First publishedin ITS International
Rush hour in Bangkok: there might be a better way of doing things © Sinlapachai Jaijumpa | Dreamstime.com
Two UK organisations - Transport Systems Catapult and Future Cities - have merged to form Connected Places Catapult. Helen Wylde explains what this new start is designed to achieve
Changing towns and cities, changing transportation…changing the world – it’s all too easy to sound idealistic. But however sensible a pessimistic outlook might be, it in no way mitigates the absolute urgency of our need to succeed.
The coming together of Transport Systems Catapult and Future Cities is significant because it takes two vital and interconnected pillars of modern life – cities and transport – and dares them to find holistic ways to work together that might safeguard our wellbeing, and that of the planet, for generations to come, whilst also generating jobs and economic opportunities.
Cities already house 55% of the world’s population and generate 80% of global GDP. Their constant and expanding needs are areas of focus we’ve identified such as housing and construction, health and social care, breathability and sustainability - and, of course, mobility and transport. These create incredibly complex ecosystems of intertwined logistics and concerns that would be challenging enough to manage, even at their current scale.
Rapid population growth, demographic shifts, climate change and resource limits mean that towns and cities across the world are already struggling to meet the needs of their people, let alone respect the delicate balance of nature and the health of the environment. Overcrowding and pollution are already headline topics.
However, cities have a lot of things going for them. They’re very efficient in terms of population density. Many more of us can live on the same acreage in a city than we could in rural areas. It’s much easier to do more on foot in a city. Transport solutions are much more deliverable in cities where there is the population density both demanding them and prepared to use them.
But achieving deliverable innovations requires more than just good science. It requires an alignment of scientists, entrepreneurs, big business, regulators, policy-makers and communities. All of which helps contextualise the joining of Future Cities and Transport Systems Catapults, and which is further evidenced by a piece of work that was undertaken by Future Cities Catapult – the Urban Mobility Innovation Index (UMii).
This comprehensive framework was developed to assess the maturity of a city’s innovation ecosystem in urban mobility. It provides insight into cities across the world by uncovering city data and unlocking the value in mobility to enable more informed decision‐making. It empowers city leaders to implement urban mobility policies and measures relevant to their ecosystem to enable innovation, while promoting knowledge-sharing and dialogue.
UMii was tested in 30 cities worldwide, selected for their well-balanced representation of innovation ecosystems across a wide spectrum of transport systems, city governance models and economic development stages and highlighted a number of initiatives that might give pessimists pause for thought. For example:
- Casablanca is already aiming to develop 10 multi-modal transport interchanges in the city by 2022.

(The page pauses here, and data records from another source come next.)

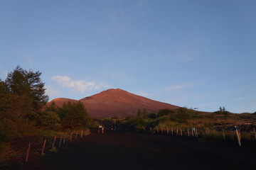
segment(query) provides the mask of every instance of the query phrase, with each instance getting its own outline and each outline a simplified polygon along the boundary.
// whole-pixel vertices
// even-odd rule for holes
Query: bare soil
[[[193,137],[96,129],[57,153],[3,169],[256,169],[256,142],[205,142]]]

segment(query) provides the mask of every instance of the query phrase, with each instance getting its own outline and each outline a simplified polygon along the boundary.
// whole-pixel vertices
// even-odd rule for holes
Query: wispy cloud
[[[231,101],[242,101],[243,99],[245,99],[245,98],[236,98],[232,99]]]
[[[81,79],[73,80],[71,77],[67,76],[55,76],[52,77],[52,79],[63,87],[71,88],[80,92],[111,88],[111,86],[102,82],[96,83]]]
[[[199,83],[188,83],[188,84],[178,84],[178,85],[174,85],[167,86],[164,89],[164,91],[176,91],[176,90],[181,90],[184,89],[187,89],[189,87],[196,86],[197,85],[200,84]]]

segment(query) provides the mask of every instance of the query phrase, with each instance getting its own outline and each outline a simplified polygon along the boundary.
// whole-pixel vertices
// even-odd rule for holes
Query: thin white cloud
[[[201,108],[206,108],[208,106],[213,106],[213,103],[205,103],[205,104],[201,104],[201,105],[198,105],[197,106],[197,108],[198,108],[199,109]]]
[[[96,83],[80,79],[73,80],[67,76],[54,76],[52,77],[52,79],[59,83],[63,87],[71,88],[80,92],[111,88],[111,86],[104,83]]]
[[[176,91],[176,90],[181,90],[184,89],[187,89],[192,86],[196,86],[198,85],[199,83],[188,83],[188,84],[178,84],[178,85],[174,85],[170,86],[164,88],[165,91]]]
[[[232,101],[241,101],[243,100],[245,98],[236,98],[232,100]]]

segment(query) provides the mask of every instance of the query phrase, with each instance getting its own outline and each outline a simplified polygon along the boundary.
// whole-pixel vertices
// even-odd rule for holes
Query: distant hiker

- India has plans to ensure every car sold in the country will be powered by electricity by 2030.
- RTA’s November 2016 agreement with Hyperloop One explores how to reduce journey times between Abu Dhabi and Dubai to just 12 minutes.
- The world’s first-ever MaaS solution, Whim, was launched in Helsinki in 2016.
- Singapore’s vision is to see 75% of all journeys undertaken by public transport by 2030.
All of which underpins how achievable change can be. But what drives that kind of change? What makes it possible?
Connected Places Catapult has been created to instil connectedness in the places where we all live, work and play. And by engaging all the stakeholders in all those areas we can ensure that intelligent connection is embedded at every level of our social infrastructure – and, in turn, those places can start to function holistically for the wellbeing of us all, and the world in which we live.